Colpiscono incredibilmente la nostra fantasia le foto in bianco e nero che corredano il libro: il vecchio terreno della Juventus o quello milanista dell’Acquabella; dopo il debutto in maglia azzurra, allo Stadio di Roma, prima di un incontro Lazio-Alba, con il marchese Abatino (che sposerà la cantante-diva, oggetto del desiderio di svariate moltitudini, meta di sogni adoranti, Josephine Baker) a consegnare a Fulvio una medaglia-ricordo; con il Commissario Tecnico Augusto Rangone; a Padova contro la Jugoslavia o all’Arena di Milano; il viaggio in Svezia, in sosta a Berlino, con Munerati e Levratto dal tiro proibito sfondareti: la formazione italiana che sconfisse allo Stadio P.N.F. di Roma, il 25 marzo 1928, i magiari 4-3, dopo essere stati sotto 0-2, con goal decisivo di Libonatti; le Olimpiadi di Amsterdam (convocati: De Prà, Combi, Degani, Rosetta, Caligaris, Viviano, Bellini, Gasperi, Pitto, Genovesi, Ferraris IV, Janni, Pietroboni, Rivolta, Baloncieri, Schiavio, Banchero, Rossetti, Magnozzi, Levratto, Pastore), con l’Italia medaglia di bronzo, eliminata in semifinale dal terribile Uruguay dei campionissimi Andrade (la maravilla negra), Scarone, Petrone; gli azzurri che stanno per iniziare il famoso allenamento di Madrid, improvvisamente sospeso per lo scoppio della “rivoluzione spagnola” (aprile ’31), prova che lo sport non riesce a rimanere immune dagli eventi della storia e dell’esistenza... «Capitò proprio in quel pomeriggio, mentre ci divertivamo su uno Stadio situato in una collina della periferia. Stavamo facendo una partitina con squadre a otto giuocatori, quando cominciarono a passare camion e camion stracarichi di uomini e donne in berretto frigio e in possesso delle armi più stravaganti. I dirigenti del Real Atletico Madrid che si erano messi simpaticamente a nostra disposizione ci consigliarono di troncare l’allenamento e rientrare in albergo: la rivoluzione spagnola era in atto; stava per nascere la Repubblica di Alcalà Zamora». Al culmine della tragedia sarà, anni dopo, Guernica coi suoi morti, trasfigurati dal capolavoro di Pablo Picasso.
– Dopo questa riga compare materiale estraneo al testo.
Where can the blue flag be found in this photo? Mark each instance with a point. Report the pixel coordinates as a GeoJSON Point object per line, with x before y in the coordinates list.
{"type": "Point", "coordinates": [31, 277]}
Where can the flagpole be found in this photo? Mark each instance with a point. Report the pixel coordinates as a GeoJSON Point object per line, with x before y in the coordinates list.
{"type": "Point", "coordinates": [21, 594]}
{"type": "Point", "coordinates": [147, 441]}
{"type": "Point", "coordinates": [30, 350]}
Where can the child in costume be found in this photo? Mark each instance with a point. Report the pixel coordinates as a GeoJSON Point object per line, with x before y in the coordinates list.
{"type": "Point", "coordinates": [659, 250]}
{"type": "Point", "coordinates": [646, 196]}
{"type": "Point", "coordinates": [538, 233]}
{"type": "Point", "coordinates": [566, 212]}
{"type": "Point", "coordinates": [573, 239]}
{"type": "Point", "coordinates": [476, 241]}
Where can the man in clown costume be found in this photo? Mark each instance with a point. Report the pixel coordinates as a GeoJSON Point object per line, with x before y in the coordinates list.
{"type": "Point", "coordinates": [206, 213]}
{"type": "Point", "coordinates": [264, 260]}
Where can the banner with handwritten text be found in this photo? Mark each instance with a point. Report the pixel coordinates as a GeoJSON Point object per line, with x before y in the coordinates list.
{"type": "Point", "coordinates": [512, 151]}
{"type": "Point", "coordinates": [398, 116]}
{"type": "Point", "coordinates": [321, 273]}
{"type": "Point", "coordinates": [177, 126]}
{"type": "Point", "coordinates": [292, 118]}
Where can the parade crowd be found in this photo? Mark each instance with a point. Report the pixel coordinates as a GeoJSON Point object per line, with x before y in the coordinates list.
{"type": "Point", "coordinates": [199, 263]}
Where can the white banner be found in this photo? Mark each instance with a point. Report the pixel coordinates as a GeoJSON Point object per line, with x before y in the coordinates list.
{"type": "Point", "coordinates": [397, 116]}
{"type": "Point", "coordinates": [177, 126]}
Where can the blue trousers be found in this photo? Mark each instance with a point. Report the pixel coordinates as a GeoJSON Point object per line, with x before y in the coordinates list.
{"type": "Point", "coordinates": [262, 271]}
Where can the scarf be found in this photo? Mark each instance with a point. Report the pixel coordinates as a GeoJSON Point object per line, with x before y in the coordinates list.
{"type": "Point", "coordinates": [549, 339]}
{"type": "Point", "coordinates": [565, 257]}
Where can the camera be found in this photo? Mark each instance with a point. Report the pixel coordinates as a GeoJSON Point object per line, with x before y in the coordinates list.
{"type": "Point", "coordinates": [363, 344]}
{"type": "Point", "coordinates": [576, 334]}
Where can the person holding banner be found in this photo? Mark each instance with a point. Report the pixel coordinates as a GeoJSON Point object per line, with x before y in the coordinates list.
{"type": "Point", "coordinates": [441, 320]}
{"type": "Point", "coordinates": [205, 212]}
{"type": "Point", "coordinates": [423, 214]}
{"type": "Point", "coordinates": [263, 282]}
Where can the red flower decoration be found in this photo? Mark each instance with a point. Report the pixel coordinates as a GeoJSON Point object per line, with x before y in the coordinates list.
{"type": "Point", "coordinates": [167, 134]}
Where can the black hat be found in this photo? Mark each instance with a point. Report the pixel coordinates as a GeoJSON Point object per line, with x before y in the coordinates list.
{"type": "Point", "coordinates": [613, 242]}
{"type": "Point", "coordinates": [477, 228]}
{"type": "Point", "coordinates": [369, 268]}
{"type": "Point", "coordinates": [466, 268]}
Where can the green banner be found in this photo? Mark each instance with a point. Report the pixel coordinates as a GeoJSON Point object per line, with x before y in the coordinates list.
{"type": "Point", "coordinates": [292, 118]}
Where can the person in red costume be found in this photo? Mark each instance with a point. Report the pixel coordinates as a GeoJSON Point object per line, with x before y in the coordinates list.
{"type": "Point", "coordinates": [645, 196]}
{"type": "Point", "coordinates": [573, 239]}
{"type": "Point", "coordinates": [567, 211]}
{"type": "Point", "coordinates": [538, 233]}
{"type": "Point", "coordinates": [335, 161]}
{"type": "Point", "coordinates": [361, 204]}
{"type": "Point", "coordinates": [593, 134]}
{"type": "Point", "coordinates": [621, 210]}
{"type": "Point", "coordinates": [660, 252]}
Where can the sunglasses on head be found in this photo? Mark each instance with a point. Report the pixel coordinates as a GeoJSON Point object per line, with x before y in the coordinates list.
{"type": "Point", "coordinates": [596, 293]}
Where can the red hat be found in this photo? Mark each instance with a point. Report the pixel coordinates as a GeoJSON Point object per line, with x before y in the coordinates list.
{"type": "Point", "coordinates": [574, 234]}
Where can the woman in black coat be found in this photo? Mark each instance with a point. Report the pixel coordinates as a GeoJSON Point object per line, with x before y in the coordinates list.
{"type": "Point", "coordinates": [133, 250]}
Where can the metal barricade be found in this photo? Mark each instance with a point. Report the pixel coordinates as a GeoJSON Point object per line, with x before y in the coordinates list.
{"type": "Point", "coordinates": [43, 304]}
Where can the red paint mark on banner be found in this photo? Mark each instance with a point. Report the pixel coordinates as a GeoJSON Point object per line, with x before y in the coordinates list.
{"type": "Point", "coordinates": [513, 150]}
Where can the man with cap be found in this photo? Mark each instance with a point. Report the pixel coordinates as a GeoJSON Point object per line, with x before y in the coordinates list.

Siamo al cadere dell’avventura d’amore con la Nazionale, l’epilogo che già abbiamo tracciato con il nostro incipit, alfa ed omega di una delle diverse sfere-universo di cuoio ed erba di Fuffo. In realtà non finì, il 28 ottobre 1932, l’avventura d’amore di Fuffo con i cerulei occhi della magnifica ragazza traditrice condensati in una maglia, con un Vittorio Pozzo balbettante – ma intimamente deciso - al cospetto del Dottor Bernardini, centromediano dai piedi d’artista. Nel 1974 Fulvio, dopo aver allenato Fiorentina, Lazio, con cui vinse un’edizione della Coppa Italia, Bologna, ed anche Roma, Reggina, Vicenza, Sampdoria e Brescia, si riprese la Nazionale, da Commissario Unico, per rifondarla dopo il disastro dei mondiali teutonici del 1974, quelli contrassegnati dal gestaccio di Giorgione Chinaglia verso la panchina di Uccio Valcareggi. Una Nazionale dai piedi buoni voleva il Dottor Bernardini. La palingenesi ci fu e, se il testimone passò ad Enzo Bearzot finendo la sua corsa sul traguardo e con la vertigine di Bernabeu 1982, il merito fu anche del lavoro preparatorio di Fuffo, iniziatore di un ciclo di piedi buoni e caratteri forti, come lui certamente aveva posseduto anche nei suoi 10 anni con la Nazionale.

Fulvio Fuffo Bernardini è scomparso nel 1984.